McLaren executive director Brown helped engineer a deal for the team to split with Honda at the end of the 2017 season after three tough seasons that had seen the Japanese manufacturer offer little in the way of performance or reliability.

The decision split opinion, with McLaren spurning a significant annual financial injection from Honda in order to link up with Renault, believing its on-track fortunes had to be prioritized over its commercial interests.

In an interview with Sky Sports, Brown was asked if he believed Dennis – McLaren’s long-running team chief before stepping down at the end of 2016 – would have made the same decision to cut ties with Honda.

“I think he would have,” Brown said.

“He was here when those conversations were ongoing and I think Ron always has and always will have the best interests of McLaren in his heart.

“He is Mr. McLaren. It burns him inside as much as us not to see us winning races.”

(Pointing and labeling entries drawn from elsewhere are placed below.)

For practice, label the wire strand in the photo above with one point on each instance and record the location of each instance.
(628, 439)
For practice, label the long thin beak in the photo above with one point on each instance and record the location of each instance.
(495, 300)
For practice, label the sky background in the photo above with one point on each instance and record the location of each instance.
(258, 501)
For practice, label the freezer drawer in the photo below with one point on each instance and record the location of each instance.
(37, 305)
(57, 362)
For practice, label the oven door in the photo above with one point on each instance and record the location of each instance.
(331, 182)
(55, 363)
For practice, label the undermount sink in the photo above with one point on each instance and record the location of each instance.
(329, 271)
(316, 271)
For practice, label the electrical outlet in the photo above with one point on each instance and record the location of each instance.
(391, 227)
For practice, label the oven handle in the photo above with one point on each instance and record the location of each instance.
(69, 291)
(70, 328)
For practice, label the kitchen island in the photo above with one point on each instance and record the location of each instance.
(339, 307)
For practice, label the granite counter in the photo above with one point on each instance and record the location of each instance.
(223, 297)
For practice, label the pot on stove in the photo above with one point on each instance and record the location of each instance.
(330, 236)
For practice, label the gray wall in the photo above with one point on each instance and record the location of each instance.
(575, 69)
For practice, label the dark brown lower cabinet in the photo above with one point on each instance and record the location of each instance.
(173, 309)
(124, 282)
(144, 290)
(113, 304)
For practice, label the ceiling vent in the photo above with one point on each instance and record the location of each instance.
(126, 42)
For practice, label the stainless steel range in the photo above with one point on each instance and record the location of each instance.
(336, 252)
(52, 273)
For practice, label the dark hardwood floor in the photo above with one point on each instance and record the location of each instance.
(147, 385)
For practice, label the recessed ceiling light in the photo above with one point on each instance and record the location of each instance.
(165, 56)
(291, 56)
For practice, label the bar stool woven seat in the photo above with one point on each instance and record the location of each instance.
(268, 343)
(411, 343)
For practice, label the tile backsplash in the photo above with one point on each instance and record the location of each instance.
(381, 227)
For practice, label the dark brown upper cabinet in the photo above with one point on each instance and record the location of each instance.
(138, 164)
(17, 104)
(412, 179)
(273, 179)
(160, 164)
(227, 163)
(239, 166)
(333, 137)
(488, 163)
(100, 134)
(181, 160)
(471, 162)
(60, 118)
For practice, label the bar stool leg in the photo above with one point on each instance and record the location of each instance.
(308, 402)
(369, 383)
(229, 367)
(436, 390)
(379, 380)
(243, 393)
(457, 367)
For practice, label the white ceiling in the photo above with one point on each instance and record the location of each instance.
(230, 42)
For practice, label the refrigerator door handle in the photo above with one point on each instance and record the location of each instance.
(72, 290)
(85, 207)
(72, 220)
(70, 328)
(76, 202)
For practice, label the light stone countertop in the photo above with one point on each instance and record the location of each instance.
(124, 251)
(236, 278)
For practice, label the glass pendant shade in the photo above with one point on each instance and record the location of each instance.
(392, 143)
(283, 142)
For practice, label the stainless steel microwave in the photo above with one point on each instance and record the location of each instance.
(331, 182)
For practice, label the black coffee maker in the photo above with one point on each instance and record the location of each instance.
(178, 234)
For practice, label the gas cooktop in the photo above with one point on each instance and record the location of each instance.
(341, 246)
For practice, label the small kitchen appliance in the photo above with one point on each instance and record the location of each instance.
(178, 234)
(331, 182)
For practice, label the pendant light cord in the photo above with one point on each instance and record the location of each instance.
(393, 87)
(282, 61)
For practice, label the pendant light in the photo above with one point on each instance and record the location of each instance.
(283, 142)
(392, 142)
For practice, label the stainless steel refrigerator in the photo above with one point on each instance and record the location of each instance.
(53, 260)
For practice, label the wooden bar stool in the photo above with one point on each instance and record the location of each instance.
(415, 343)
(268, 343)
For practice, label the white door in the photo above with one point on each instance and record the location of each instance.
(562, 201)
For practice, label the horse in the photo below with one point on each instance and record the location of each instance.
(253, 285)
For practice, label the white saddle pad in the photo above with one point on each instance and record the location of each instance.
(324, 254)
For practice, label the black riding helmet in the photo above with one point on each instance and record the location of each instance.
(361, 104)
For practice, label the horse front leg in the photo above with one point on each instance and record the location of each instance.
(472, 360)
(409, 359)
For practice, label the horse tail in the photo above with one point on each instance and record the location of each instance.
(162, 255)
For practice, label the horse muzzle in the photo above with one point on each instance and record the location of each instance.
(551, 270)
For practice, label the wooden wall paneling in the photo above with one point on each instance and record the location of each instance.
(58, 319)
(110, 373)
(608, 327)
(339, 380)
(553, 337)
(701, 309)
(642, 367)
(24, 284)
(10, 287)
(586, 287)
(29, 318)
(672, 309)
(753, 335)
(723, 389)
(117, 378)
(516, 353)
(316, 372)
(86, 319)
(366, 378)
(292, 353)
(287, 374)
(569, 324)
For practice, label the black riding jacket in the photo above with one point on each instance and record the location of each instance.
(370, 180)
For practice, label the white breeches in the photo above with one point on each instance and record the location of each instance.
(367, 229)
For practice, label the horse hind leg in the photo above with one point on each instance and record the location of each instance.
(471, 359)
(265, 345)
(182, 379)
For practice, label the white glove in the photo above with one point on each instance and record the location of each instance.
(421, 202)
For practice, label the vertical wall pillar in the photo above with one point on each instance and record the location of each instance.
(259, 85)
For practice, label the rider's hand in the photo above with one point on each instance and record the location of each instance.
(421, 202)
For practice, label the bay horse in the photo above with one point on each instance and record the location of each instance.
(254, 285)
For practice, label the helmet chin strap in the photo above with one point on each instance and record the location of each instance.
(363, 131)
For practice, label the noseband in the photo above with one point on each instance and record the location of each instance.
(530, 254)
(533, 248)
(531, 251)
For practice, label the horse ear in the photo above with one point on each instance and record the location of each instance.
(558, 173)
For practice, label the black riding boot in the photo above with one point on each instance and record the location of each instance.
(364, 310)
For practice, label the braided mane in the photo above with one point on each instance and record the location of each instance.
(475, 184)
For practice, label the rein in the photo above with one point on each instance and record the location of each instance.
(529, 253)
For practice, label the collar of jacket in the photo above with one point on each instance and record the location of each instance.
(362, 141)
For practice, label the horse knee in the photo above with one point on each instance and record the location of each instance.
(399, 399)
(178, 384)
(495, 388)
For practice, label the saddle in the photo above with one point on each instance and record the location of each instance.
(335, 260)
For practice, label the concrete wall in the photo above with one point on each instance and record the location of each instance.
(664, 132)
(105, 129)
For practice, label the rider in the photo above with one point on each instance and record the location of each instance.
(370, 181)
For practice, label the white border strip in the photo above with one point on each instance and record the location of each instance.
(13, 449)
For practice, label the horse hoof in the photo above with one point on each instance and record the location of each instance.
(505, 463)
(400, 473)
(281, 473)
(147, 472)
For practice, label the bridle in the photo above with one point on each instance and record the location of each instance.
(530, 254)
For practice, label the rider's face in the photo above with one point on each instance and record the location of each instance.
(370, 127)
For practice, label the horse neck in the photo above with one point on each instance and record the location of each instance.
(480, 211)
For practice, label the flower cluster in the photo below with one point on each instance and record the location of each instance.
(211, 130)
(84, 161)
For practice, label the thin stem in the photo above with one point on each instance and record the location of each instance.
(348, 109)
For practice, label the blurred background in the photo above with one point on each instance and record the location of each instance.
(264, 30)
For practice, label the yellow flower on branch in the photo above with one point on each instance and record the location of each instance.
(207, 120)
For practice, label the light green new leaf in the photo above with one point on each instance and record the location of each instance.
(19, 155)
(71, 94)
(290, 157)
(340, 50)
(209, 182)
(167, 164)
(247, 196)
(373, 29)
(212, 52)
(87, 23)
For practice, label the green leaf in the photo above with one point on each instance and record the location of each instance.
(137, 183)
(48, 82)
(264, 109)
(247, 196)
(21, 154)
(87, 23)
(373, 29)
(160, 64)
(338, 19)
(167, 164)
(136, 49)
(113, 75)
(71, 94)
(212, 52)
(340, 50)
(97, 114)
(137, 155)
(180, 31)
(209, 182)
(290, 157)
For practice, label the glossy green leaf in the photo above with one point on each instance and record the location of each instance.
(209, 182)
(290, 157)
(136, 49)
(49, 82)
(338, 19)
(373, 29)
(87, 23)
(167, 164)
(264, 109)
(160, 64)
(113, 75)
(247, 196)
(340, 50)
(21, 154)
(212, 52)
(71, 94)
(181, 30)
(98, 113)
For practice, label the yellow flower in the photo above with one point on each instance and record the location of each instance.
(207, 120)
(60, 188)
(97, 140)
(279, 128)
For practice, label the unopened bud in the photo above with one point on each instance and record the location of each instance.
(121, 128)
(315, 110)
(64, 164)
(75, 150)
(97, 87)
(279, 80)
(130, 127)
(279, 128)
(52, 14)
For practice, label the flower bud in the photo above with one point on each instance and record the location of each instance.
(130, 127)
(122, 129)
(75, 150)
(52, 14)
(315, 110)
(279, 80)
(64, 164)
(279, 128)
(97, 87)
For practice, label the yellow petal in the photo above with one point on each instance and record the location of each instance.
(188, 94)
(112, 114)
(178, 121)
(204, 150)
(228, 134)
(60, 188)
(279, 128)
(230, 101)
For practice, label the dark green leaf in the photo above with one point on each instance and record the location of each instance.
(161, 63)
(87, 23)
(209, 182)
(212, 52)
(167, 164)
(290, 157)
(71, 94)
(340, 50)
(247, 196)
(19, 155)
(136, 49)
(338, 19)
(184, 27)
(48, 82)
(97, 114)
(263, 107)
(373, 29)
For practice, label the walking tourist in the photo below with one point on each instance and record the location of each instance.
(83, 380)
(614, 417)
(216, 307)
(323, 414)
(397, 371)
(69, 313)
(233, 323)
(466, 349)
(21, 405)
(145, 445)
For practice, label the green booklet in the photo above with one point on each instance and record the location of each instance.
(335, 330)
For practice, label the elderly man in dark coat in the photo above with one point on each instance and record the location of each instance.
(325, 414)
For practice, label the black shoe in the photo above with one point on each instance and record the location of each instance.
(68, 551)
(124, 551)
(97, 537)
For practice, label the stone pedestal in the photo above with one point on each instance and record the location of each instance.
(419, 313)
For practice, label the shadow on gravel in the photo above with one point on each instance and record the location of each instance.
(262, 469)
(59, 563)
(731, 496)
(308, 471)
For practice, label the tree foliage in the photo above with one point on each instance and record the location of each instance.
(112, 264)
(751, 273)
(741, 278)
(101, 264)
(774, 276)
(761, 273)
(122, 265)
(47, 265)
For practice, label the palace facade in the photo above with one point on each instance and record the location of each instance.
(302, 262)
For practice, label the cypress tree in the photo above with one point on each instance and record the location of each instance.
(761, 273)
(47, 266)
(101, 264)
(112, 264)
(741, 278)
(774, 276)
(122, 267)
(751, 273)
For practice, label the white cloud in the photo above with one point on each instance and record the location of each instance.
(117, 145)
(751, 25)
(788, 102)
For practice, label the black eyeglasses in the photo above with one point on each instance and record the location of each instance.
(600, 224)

Brown also elaborated on the decision to break off the much-lauded relationship with Honda, saying the first signs of trouble with the 2017 power unit were clear in pre-season.

After a number of attempts to try and rectify the situation, Brown and his fellow team bosses felt there was no alternative but to end the Honda deal for 2018.

“We knew we were in trouble in testing in Barcelona and we worked really hard for six months to try and find solutions that would give us confidence that we’d be much more competitive in 2018,” Brown said.

“Ultimately, after trying many different things and many different ways we felt we couldn’t get there.

“Three years is a long time in Formula 1 and so we needed to change the direction to get our team back at the top.”